Changes to AQA GCSE Geography 2022 exam papers
The AQA GCSE Geography 2022 exam papers have one over-riding change. There will be both GCSE Geography 2022 mandatory and optional topics in the AQA Geography 2022 exams.
School Entrance Tests have summarised the changes associated with this below:
- No changes to AQA Geography GCSE Paper 1 (Living with the physical environment).
- Optionality has been introduced to AQA Geography GCSE Paper 2, called Challenges in the human environment
- Also changes to AQA Geography GCSE PapePaper 3. This is called Geographical applications
- No fieldwork for AQA Geography GCSE 2022. Instead there will be questions on unfamiliar fieldwork.
How will 2022 GCSE grades be determined?
The 2022 GCSE grades will adopt external marking as per the ‘normal’ pre-pandemic GCSEs. Although, the 2022 GCSE exam boards are still more lenient in setting GCSE 2022 grade boundaries. The 2022 GCSE exam boards will:
- Firstly, refer to the 2019 GCSE grade boundaries.
- Secondly, combine these with the 2021 GCSE teachers’ assessments.
- And finally calculate the average GCSE grade boundaries based on the above two sets of previous GCSE grade boundaries.
The aim here is give an extra nudge to students who would otherwise just miss out on a higher grade – and to reflect the reality of learning during the last two years of the pandemic.
Exam results are expected to be higher than in 2019, but not as high as last year. It is expected that results will revert to pre-pandemic levels in 2023.
2022 GCSE differences explained
Here are the 2022 GCSE adjustments by country:
English GCSE 2022 adjustments
To help students prepare for exams, candidates have been given more information than usual about what to revise. This was released by exam boards Pearson, OCR, AQA and Eduqas after the spring half term.
Student taking certain GCSEs have been given a reduced range of topics to learn for the exam, and will also be allowed to use support materials in exams – such as formulae sheets for maths.
Some of these changes will be scrapped in 2023. The Department for Education has already confirmed it wants to return to the usual way of doing things as soon as possible.

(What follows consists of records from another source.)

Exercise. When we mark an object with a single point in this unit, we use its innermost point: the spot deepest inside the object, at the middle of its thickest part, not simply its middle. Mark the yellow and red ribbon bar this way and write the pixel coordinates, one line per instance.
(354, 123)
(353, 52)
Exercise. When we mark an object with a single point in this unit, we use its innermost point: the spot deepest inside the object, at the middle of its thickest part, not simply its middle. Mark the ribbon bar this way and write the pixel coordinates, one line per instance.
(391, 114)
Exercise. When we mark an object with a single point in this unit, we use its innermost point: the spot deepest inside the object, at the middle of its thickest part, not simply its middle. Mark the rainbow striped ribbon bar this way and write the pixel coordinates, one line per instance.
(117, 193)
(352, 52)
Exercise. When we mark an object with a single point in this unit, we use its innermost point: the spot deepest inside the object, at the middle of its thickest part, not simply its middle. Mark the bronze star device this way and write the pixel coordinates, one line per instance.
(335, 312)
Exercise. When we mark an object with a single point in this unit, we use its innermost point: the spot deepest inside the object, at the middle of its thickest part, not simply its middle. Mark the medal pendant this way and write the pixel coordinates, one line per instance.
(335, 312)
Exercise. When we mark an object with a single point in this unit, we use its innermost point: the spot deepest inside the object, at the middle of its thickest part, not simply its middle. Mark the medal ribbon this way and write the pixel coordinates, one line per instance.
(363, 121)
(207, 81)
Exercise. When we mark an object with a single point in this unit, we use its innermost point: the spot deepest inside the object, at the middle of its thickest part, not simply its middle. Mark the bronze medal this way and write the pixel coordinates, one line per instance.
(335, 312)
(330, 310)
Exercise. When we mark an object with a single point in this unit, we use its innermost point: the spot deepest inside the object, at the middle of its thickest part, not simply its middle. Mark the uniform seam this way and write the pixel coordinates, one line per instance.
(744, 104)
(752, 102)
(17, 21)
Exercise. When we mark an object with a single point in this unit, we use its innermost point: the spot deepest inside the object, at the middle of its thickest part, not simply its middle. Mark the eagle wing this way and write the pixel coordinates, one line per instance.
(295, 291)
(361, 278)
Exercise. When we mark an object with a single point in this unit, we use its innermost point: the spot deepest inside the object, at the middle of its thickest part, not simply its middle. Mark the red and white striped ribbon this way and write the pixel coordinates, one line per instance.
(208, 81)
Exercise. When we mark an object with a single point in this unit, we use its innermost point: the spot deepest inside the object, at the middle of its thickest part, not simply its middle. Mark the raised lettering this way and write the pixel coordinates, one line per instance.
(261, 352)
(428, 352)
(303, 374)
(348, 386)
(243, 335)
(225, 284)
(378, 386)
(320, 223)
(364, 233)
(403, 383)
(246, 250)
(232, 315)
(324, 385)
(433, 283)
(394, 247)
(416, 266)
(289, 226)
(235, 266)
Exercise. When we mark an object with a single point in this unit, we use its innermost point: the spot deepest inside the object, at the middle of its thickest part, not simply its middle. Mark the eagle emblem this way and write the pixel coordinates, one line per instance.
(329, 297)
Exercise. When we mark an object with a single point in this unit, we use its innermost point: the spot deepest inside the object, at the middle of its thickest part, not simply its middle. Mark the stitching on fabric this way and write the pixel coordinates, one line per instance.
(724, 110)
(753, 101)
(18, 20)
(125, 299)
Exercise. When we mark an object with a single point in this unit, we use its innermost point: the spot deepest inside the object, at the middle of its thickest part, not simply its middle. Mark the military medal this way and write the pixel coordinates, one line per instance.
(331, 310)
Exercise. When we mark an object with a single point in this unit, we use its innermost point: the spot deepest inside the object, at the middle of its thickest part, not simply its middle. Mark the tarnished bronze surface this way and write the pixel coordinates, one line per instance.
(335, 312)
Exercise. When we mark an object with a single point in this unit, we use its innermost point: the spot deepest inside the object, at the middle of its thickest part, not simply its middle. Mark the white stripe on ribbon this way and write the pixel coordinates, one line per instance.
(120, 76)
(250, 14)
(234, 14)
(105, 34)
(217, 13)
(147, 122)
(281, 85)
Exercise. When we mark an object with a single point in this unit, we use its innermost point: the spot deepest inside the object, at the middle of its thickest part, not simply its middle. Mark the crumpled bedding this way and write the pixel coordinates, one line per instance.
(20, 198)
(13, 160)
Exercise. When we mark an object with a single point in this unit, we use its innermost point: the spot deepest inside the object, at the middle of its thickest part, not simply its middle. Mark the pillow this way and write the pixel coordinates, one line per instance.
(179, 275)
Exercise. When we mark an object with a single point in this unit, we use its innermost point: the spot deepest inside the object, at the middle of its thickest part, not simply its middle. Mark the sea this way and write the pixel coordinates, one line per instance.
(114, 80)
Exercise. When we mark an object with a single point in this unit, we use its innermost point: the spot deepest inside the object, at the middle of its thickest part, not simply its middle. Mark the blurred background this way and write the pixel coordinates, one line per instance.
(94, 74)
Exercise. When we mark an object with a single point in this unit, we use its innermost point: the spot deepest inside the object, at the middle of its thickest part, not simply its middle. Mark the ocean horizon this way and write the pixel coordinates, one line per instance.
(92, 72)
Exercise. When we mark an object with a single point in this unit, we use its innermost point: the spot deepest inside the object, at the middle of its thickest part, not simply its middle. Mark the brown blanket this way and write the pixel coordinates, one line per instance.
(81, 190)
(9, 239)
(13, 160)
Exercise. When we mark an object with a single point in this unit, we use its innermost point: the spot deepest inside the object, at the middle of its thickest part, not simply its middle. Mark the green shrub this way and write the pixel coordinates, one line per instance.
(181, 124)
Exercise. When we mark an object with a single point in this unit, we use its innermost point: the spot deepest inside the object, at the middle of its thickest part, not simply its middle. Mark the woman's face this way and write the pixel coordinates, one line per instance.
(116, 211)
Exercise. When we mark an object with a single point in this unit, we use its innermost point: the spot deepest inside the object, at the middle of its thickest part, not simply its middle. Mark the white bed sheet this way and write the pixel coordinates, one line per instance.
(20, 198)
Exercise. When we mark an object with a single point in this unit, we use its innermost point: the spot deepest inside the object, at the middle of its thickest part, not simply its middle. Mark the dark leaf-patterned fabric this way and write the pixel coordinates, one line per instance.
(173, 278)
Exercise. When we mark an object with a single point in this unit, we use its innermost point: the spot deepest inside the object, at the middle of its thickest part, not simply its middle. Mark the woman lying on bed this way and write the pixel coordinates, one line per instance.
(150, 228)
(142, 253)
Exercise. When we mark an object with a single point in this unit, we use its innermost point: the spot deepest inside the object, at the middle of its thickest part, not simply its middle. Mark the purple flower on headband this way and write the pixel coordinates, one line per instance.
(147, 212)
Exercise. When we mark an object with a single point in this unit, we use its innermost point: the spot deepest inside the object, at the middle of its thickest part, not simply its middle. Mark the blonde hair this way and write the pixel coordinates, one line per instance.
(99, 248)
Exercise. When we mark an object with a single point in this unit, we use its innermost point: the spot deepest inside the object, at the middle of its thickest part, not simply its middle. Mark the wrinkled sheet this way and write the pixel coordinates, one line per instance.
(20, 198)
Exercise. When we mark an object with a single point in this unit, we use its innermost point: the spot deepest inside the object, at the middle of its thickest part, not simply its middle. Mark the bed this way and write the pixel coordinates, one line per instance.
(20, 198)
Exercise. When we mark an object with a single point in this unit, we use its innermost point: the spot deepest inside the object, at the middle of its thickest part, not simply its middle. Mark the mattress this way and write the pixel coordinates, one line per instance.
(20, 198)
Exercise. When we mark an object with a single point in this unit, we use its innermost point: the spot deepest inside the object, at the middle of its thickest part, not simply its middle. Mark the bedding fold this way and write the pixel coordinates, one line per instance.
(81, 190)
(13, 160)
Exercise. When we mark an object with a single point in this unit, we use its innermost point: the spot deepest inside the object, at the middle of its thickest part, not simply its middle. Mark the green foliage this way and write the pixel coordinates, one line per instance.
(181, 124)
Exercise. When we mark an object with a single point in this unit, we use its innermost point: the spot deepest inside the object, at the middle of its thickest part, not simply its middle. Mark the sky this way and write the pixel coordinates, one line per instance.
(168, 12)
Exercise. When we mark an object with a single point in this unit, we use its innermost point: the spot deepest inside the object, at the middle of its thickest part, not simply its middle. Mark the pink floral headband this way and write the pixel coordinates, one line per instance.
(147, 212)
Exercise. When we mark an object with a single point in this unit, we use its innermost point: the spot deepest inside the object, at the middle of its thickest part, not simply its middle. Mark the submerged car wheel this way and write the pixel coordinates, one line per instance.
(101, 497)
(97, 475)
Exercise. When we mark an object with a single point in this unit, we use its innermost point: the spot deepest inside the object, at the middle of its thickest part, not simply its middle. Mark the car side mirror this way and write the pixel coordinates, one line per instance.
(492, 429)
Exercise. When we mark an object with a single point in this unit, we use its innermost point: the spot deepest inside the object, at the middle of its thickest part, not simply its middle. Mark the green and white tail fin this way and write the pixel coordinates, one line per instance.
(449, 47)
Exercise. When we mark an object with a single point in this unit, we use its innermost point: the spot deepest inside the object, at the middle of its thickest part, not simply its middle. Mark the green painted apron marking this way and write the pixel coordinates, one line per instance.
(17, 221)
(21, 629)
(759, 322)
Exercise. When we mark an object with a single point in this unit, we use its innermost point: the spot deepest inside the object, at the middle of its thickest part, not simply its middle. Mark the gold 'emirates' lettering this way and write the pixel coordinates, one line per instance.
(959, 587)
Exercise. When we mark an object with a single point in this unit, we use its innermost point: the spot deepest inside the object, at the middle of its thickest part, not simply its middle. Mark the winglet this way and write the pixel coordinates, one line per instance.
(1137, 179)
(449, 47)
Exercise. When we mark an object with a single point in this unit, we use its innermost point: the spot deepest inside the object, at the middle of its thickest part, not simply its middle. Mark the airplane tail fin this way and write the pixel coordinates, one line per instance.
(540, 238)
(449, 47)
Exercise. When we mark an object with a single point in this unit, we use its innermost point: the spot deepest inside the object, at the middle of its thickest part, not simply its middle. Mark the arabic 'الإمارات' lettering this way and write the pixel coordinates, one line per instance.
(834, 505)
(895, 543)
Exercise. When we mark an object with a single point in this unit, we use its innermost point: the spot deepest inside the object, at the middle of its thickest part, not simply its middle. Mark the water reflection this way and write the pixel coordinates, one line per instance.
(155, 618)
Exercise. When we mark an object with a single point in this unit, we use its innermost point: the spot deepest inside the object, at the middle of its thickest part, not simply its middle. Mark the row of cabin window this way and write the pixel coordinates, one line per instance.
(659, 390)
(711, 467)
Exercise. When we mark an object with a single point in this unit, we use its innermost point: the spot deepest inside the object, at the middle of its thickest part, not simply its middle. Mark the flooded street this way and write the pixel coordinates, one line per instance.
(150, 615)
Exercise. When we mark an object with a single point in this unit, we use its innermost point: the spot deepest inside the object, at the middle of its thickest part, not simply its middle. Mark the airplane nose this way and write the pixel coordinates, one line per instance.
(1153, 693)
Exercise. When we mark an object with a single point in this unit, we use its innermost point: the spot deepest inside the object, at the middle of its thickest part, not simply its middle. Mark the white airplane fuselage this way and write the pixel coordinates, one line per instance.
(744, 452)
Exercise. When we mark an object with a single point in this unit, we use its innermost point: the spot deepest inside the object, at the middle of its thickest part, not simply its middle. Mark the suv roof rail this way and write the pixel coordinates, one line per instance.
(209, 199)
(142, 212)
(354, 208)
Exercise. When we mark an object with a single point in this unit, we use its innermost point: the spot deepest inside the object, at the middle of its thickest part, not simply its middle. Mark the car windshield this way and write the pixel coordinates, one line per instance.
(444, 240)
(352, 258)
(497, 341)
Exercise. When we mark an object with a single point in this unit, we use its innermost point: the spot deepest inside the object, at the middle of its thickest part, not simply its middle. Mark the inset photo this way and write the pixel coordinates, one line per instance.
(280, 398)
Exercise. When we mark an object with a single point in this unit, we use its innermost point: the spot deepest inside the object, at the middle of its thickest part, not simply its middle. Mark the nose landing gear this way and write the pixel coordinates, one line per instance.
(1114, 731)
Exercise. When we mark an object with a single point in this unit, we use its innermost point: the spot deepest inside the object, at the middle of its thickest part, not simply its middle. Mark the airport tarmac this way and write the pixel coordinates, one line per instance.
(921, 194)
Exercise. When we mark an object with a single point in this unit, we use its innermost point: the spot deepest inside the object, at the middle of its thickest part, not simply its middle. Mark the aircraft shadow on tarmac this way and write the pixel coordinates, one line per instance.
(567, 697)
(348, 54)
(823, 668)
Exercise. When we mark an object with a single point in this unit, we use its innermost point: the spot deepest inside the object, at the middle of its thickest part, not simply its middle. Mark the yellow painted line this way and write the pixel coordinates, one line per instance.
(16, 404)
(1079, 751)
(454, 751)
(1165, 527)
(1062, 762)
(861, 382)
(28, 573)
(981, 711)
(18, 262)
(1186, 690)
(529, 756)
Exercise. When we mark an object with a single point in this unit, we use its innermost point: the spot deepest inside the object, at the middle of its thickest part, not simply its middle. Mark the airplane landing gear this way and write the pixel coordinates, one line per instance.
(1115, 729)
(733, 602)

Scottish GCSE 2022 adjustments
To help students, the Scottish Qualification Authority (SQA) has taken steps including removing or reducing exams or elements of coursework. It’s also offered guidance on topics students can expect in exams, given the disruption to education.
Welsh GCSE 2022 adjustments
Qualification Wales, which oversees Welsh exams standards, has streamlined the content of exams and relaxed the rules for coursework. The Welsh exams board WJEC has also released advance information across a range of subjects.
Northern Irish GCSE 2022 adjustments
The CCEA exam board, which covers most of the nation’s pupils, is allowing them to drop an entire exam unit if they wish.
Exam board 2022 GCSE guidance
Here is guidance from the main 2022 GCSE exam boards:
Pearson EdExcel A level mocks exams service
I. Most A-level grades
… have now been submitted and checked.
- In fact more than 99.9% of all teacher-assessed A-Level grades have been submitted for this year.
- With more than 90% A-Level evidence sent in the first 48 hour period.
- A GCSE A-Level sample was checked to verify teachers’ A-Level judgements.
II. In 2022 A-Level teaching
… should be the full GCSE A-Level curriculums
- Despite all the 2020/21 disruption, teachers now want to focus their very precious face-to-face teaching time with pupils.
- In summary, all UK schools must still wait for certainty on plans for 2022 exams.
III. So that A-Level teaching…
… can go back to normal in 2023
- In summary, the UK government is now keen for a return to A-Level syllabus normality in 2023.